Here is an example that includes both the sample data and the desired output:
data <- structure(list(id = c(1, 1, 1, 1, 1, 1, 1, 1, 2, 2, 2, 2, 2,
2, 3, 3, 3, 3, 3, 3, 3), day = c(0, 1, 2, 3, 4, 5, 6, 7, 0, 1,
2, 3, 4, 5, 0, 1, 2, 3, 4, 5, 6), first_occurrence = c(0, 0,
1, 0, 0, 0, 0, 0, 0, 0, 0, 0, 1, 0, 0, 0, 0, 0, 0, 0, 1), desired_output = c(1,
1, 1, 1, 1, 0, 0, 0, 0, 0, 1, 1, 1, 1, 0, 0, 0, 0, 1, 1, 1)), .Names = c("id",
"day", "first_occurrence", "desired_output"), row.names = c(NA,
-21L), class = "data.frame")
Although this may not be the most efficient solution, I managed to get the code working in Stata (please see below for Stata code), although I would like to get it working in R as well and would appreciate any thoughts folks have.
Thanks!
Stata code:
tsset id day
gen run = .
by id: replace run = cond(L.run == ., 1, L.run + 1)
gen test = .
replace test = run if(first_occurrence == 1)
gen test2 = .
by id: replace test2 = test[_n-1]
gen test3 = .
by id: replace test3 = test[_n-2]
gen test4 = .
by id: replace test4 = test[_n+1]
gen test5 = .
by id: replace test5 = test[_n+2]
egen test_sum = rowtotal(test test2 test3 test4 test5)

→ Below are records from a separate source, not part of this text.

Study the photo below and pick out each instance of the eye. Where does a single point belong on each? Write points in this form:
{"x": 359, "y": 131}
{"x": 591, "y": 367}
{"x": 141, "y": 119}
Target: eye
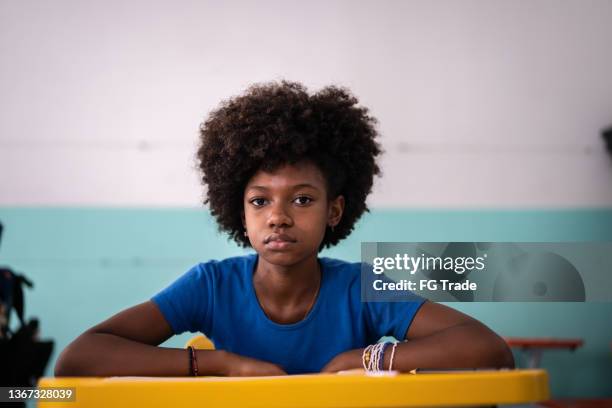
{"x": 303, "y": 200}
{"x": 258, "y": 202}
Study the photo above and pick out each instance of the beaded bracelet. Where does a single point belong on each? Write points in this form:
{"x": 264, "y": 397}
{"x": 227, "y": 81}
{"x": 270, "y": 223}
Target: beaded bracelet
{"x": 373, "y": 357}
{"x": 392, "y": 355}
{"x": 193, "y": 362}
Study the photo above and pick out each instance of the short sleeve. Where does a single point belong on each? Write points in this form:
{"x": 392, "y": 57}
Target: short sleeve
{"x": 187, "y": 302}
{"x": 392, "y": 318}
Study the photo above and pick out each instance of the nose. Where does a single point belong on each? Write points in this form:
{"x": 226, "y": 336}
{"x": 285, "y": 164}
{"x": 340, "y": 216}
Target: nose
{"x": 278, "y": 216}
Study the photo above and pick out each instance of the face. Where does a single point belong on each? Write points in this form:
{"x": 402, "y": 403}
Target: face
{"x": 287, "y": 211}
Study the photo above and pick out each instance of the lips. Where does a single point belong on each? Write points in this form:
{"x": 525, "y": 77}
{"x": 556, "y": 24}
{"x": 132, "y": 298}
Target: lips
{"x": 279, "y": 241}
{"x": 279, "y": 238}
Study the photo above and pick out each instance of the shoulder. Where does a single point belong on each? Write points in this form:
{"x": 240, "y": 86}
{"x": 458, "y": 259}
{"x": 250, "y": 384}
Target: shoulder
{"x": 220, "y": 268}
{"x": 341, "y": 271}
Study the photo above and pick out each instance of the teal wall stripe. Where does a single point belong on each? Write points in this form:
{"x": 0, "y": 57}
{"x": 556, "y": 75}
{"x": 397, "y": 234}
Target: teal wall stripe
{"x": 89, "y": 263}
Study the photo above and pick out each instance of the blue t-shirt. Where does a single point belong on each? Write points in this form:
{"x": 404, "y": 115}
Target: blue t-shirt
{"x": 218, "y": 299}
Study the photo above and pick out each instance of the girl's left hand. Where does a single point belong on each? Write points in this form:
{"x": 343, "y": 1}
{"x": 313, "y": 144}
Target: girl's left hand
{"x": 344, "y": 361}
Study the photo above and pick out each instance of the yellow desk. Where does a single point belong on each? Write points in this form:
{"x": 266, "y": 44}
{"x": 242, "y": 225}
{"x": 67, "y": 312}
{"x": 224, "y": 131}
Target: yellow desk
{"x": 314, "y": 390}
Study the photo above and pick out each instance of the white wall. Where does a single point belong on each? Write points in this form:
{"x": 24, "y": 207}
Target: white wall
{"x": 481, "y": 103}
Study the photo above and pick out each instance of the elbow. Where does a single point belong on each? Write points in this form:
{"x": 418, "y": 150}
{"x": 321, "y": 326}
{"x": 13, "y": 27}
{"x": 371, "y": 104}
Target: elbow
{"x": 69, "y": 363}
{"x": 61, "y": 367}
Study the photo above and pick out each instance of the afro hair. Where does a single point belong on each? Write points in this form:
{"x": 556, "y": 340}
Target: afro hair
{"x": 277, "y": 123}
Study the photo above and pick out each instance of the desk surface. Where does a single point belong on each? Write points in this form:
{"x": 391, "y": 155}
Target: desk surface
{"x": 314, "y": 390}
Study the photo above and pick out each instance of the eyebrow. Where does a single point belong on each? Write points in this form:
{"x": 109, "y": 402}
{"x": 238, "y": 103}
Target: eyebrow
{"x": 295, "y": 187}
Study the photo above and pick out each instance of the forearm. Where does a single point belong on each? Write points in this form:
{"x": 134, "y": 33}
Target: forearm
{"x": 462, "y": 346}
{"x": 104, "y": 355}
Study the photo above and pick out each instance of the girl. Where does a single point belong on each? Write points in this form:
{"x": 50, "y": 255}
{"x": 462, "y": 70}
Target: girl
{"x": 288, "y": 174}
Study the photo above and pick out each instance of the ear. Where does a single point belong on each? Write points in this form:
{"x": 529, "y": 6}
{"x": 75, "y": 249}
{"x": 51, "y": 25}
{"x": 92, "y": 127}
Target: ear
{"x": 335, "y": 211}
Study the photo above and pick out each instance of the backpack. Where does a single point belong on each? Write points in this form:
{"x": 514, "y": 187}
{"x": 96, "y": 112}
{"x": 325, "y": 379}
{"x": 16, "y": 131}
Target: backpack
{"x": 24, "y": 357}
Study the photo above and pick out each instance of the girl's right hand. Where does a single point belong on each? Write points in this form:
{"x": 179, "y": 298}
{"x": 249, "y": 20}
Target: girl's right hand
{"x": 241, "y": 366}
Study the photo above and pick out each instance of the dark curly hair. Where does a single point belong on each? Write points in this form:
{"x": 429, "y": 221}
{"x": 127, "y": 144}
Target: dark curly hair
{"x": 273, "y": 124}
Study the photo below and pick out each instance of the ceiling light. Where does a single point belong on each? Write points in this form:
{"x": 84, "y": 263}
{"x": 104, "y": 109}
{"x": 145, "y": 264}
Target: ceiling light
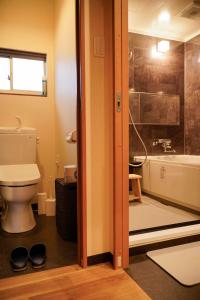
{"x": 163, "y": 46}
{"x": 164, "y": 16}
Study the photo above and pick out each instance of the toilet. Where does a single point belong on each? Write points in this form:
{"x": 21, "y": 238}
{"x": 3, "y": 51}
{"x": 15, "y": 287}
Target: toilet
{"x": 19, "y": 177}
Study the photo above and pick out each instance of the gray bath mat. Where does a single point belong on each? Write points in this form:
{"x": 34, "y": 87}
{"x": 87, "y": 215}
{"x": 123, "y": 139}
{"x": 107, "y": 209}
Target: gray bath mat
{"x": 182, "y": 262}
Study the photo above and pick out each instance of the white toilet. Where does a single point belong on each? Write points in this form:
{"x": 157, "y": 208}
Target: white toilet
{"x": 19, "y": 177}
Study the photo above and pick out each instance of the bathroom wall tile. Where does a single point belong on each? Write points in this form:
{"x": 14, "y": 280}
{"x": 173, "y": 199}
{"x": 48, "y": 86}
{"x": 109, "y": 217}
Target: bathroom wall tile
{"x": 154, "y": 76}
{"x": 192, "y": 96}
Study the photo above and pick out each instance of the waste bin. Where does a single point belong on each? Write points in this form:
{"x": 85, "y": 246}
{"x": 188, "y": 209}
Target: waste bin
{"x": 66, "y": 209}
{"x": 137, "y": 169}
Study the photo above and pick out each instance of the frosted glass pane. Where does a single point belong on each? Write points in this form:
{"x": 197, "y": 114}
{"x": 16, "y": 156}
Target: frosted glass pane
{"x": 4, "y": 73}
{"x": 27, "y": 74}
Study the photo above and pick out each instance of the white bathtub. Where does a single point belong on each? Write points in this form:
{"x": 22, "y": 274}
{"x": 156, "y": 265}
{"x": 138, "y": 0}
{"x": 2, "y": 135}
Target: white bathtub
{"x": 173, "y": 177}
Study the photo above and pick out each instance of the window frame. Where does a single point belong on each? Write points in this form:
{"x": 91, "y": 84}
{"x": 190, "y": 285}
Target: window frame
{"x": 10, "y": 54}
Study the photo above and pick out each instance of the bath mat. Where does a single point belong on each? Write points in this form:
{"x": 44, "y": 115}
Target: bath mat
{"x": 181, "y": 262}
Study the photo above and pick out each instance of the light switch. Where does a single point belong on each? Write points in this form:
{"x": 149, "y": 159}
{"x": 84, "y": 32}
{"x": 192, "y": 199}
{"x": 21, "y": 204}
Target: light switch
{"x": 99, "y": 46}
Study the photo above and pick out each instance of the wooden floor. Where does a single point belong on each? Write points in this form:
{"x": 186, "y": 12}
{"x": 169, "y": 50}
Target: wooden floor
{"x": 96, "y": 282}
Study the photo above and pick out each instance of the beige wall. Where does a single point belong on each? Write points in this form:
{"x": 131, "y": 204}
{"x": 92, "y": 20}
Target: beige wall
{"x": 99, "y": 122}
{"x": 28, "y": 25}
{"x": 43, "y": 26}
{"x": 65, "y": 81}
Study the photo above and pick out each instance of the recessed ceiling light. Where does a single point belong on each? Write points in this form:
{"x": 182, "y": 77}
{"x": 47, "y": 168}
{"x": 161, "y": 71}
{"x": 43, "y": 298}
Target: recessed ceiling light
{"x": 163, "y": 46}
{"x": 155, "y": 53}
{"x": 164, "y": 16}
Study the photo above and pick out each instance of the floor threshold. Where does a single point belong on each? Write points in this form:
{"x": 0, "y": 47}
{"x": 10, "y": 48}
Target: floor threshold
{"x": 163, "y": 235}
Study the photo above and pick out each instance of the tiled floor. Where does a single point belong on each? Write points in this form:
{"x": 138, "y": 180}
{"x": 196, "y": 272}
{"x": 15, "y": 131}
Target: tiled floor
{"x": 157, "y": 283}
{"x": 59, "y": 252}
{"x": 151, "y": 213}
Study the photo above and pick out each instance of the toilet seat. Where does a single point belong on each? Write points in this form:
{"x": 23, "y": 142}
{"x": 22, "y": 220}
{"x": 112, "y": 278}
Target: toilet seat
{"x": 19, "y": 175}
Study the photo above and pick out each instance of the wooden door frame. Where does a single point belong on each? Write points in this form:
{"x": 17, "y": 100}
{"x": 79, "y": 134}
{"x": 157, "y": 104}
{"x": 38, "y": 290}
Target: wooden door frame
{"x": 121, "y": 137}
{"x": 81, "y": 134}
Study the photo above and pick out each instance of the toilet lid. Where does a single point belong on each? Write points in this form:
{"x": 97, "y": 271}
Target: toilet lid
{"x": 19, "y": 175}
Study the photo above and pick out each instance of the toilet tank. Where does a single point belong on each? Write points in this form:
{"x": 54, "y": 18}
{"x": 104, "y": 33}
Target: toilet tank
{"x": 17, "y": 146}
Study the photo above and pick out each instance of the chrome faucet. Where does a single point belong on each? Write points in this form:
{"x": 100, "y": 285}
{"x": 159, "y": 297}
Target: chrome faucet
{"x": 165, "y": 143}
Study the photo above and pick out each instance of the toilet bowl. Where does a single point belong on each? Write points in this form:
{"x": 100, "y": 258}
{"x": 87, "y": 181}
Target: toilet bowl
{"x": 18, "y": 186}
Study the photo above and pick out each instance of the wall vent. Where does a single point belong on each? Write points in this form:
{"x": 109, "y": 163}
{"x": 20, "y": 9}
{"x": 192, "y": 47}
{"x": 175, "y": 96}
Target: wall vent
{"x": 191, "y": 11}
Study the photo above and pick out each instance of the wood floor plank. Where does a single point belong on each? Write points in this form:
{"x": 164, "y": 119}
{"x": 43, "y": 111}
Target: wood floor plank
{"x": 97, "y": 282}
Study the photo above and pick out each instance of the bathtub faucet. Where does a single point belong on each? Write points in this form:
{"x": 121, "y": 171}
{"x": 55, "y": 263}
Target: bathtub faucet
{"x": 165, "y": 143}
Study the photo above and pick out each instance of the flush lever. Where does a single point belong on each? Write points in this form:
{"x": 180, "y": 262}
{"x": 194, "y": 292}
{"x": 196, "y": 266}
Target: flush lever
{"x": 118, "y": 98}
{"x": 162, "y": 172}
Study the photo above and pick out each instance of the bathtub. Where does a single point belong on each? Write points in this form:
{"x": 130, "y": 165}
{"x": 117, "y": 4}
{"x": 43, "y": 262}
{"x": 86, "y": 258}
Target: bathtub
{"x": 173, "y": 177}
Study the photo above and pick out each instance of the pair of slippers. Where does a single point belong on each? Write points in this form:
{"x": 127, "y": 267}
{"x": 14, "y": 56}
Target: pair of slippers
{"x": 20, "y": 256}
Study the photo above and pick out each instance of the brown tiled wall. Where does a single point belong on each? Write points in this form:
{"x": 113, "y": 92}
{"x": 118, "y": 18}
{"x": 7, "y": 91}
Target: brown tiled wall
{"x": 152, "y": 76}
{"x": 192, "y": 96}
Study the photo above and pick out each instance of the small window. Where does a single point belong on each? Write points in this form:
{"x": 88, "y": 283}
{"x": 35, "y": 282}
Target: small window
{"x": 22, "y": 72}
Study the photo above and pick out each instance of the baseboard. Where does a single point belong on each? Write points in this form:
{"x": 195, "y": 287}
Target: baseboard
{"x": 100, "y": 258}
{"x": 164, "y": 244}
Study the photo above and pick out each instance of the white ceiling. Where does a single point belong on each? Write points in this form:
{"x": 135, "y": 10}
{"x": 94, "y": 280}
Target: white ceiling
{"x": 143, "y": 18}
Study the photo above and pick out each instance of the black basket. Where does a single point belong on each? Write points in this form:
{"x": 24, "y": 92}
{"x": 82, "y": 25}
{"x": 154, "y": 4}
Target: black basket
{"x": 66, "y": 209}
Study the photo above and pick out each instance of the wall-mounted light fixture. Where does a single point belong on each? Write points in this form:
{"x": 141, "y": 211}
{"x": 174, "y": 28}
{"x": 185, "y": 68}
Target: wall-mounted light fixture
{"x": 159, "y": 50}
{"x": 164, "y": 16}
{"x": 155, "y": 53}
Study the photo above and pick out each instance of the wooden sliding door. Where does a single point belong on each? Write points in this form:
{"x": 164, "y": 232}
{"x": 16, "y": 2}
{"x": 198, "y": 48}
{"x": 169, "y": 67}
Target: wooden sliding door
{"x": 121, "y": 142}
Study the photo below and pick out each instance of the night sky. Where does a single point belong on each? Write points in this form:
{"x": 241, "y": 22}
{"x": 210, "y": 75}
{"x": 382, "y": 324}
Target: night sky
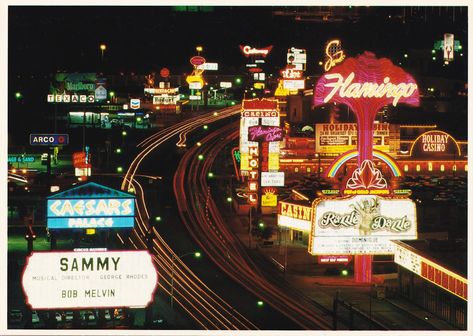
{"x": 142, "y": 39}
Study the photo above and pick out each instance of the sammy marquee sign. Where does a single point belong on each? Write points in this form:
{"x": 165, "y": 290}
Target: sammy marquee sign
{"x": 361, "y": 225}
{"x": 97, "y": 279}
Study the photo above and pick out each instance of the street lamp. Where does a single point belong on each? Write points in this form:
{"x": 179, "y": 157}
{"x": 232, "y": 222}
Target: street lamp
{"x": 196, "y": 254}
{"x": 103, "y": 47}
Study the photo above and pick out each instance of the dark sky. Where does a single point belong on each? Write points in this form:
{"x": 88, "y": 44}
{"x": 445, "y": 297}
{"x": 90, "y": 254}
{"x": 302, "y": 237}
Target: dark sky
{"x": 141, "y": 39}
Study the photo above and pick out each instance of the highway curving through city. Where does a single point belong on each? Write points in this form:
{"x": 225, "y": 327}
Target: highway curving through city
{"x": 202, "y": 304}
{"x": 204, "y": 221}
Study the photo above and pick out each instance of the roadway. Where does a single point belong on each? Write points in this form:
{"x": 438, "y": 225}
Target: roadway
{"x": 201, "y": 303}
{"x": 204, "y": 221}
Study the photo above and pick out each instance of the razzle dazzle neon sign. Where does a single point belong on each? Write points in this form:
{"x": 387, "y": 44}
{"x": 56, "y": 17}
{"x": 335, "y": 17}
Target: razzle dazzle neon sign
{"x": 366, "y": 84}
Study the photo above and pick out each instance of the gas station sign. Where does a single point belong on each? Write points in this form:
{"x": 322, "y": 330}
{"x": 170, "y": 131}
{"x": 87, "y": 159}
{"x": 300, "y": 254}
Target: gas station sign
{"x": 49, "y": 139}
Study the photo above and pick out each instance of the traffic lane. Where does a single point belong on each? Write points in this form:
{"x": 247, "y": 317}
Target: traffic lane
{"x": 269, "y": 291}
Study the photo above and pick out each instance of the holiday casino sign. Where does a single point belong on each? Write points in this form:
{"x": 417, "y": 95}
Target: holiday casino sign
{"x": 361, "y": 225}
{"x": 90, "y": 279}
{"x": 435, "y": 145}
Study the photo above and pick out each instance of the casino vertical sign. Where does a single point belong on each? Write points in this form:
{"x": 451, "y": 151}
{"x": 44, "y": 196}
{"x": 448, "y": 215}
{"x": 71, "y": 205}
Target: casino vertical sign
{"x": 60, "y": 280}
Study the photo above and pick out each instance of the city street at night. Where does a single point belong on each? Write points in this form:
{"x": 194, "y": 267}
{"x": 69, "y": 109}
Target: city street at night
{"x": 240, "y": 167}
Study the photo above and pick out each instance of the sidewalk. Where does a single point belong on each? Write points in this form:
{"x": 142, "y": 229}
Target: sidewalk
{"x": 390, "y": 311}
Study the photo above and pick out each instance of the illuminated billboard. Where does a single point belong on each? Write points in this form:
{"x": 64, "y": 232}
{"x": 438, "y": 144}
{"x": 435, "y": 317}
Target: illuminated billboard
{"x": 435, "y": 145}
{"x": 293, "y": 84}
{"x": 274, "y": 179}
{"x": 448, "y": 46}
{"x": 366, "y": 84}
{"x": 252, "y": 112}
{"x": 249, "y": 51}
{"x": 342, "y": 137}
{"x": 90, "y": 206}
{"x": 294, "y": 216}
{"x": 361, "y": 225}
{"x": 89, "y": 279}
{"x": 297, "y": 58}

replace test_sum = 1 if(test_sum >= 1)
rename test_sum result
drop run test test2 test3 test4 test5
Here's another approach using the package dplyr:
require(dplyr) #install and load the package
data %.%
arrange(id, day) %.% # to sort the data by id and day. If it is already, you can remove this row
group_by(id) %.%
mutate(n = 1:n(),
result = ifelse(abs(n - n[first_occurrence == 1]) <= 2, 1, 0)) %.%
select(-n)
# id day first_occurrence desired_output result
#1 1 0 0 1 1
#2 1 1 0 1 1
#3 1 2 1 1 1
#4 1 3 0 1 1
#5 1 4 0 1 1
#6 1 5 0 0 0
#7 1 6 0 0 0
#8 1 7 0 0 0
#9 2 0 0 0 0
#10 2 1 0 0 0
#11 2 2 0 1 1
#12 2 3 0 1 1
#13 2 4 1 1 1
#14 2 5 0 1 1
#15 3 0 0 0 0
#16 3 1 0 0 0
#17 3 2 0 0 0
#18 3 3 0 0 0
#19 3 4 0 1 1
#20 3 5 0 1 1
#21 3 6 1 1 1
What the code does is, first group by id and then it will add another column (n) where it counts the rows per group from 1 to the number of rows per group. Then it creates another column result with an ifelse that will check the absolute difference between the current n (for each row) and the n where first_occurrence is 1. If that difference is equal to or less than 2, result will be 1 otherwise 0. The last line removes the column n.
Edit:
It would probably be more efficient to place the mutate(n = 1:n()) before the group_by:
data %.%
arrange(id, day) %.% # to sort the data by id and day. If it is already, you can remove this row
mutate(n = 1:n()) %.%
group_by(id) %.%
mutate(result = ifelse(abs(n - n[first_occurrence == 1]) <= 2, 1, 0)) %.%
select(-n)
Here's one way. You can use ave to look by group, and then you can use which.max to find the first occurrence and then calculate the distance from that value for all the other values
close<-(with(data, ave(first_occurrence, id, FUN=function(x)
abs(seq_along(x)-which.max(x)))
)<=2)+0
Here I use +0 to turn the logical values into 0/1 values. Now you can combine that with your existing data
cbind(data, close)
And that gives
id day first_occurrence desired_output close
1 1 0 0 1 1
2 1 1 0 1 1
3 1 2 1 1 1
4 1 3 0 1 1
5 1 4 0 1 1
6 1 5 0 0 0
7 1 6 0 0 0
8 1 7 0 0 0
9 2 0 0 0 0
10 2 1 0 0 0
11 2 2 0 1 1
12 2 3 0 1 1
13 2 4 1 1 1
14 2 5 0 1 1
15 3 0 0 0 0
16 3 1 0 0 0
17 3 2 0 0 0
18 3 3 0 0 0
19 3 4 0 1 1
20 3 5 0 1 1
21 3 6 1 1 1
as desired. Note that this method assumes that the data is sorted by day.